Create a 1000-by-1000 codistributed uint16
identity matrix, distributed by its columns. Use a codistributor1d object
to define the distribution scheme.
spmd(4) codist = codistributor1d(2,100*[1:spmdSize]); C = eye(1000,1000,"uint16",codist) end
Worker 1:
This worker stores C(:,1:100).
LocalPart: [1000x100 uint16]
Codistributor: [1x1 codistributor1d]
Worker 2:
This worker stores C(:,101:300).
LocalPart: [1000x200 uint16]
Codistributor: [1x1 codistributor1d]
Worker 3:
This worker stores C(:,301:600).
LocalPart: [1000x300 uint16]
Codistributor: [1x1 codistributor1d]
Worker 4:
This worker stores C(:,601:1000).
LocalPart: [1000x400 uint16]
Codistributor: [1x1 codistributor1d]Each worker contains a 1000-by-100*spmdIndex local piece of
C.
You can also get the same codistributed array specifying the size vector.
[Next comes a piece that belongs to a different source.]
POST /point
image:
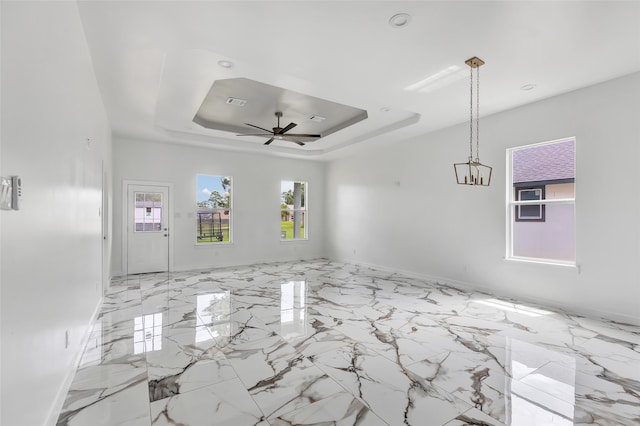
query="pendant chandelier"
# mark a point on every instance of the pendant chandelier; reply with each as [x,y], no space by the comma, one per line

spmd(4) C = eye([1000 1000],"uint16",codist); end
First, create a codistributed array. Specify the underlying data type
as single and use the default distribution scheme.
spmd(4) p = eye(1000,"single","codistributed"); end
Create a new codistributed array that is the same size and data type as
p. Use the 2-D block-cyclic codistributor2dbc
function to define the distribution scheme.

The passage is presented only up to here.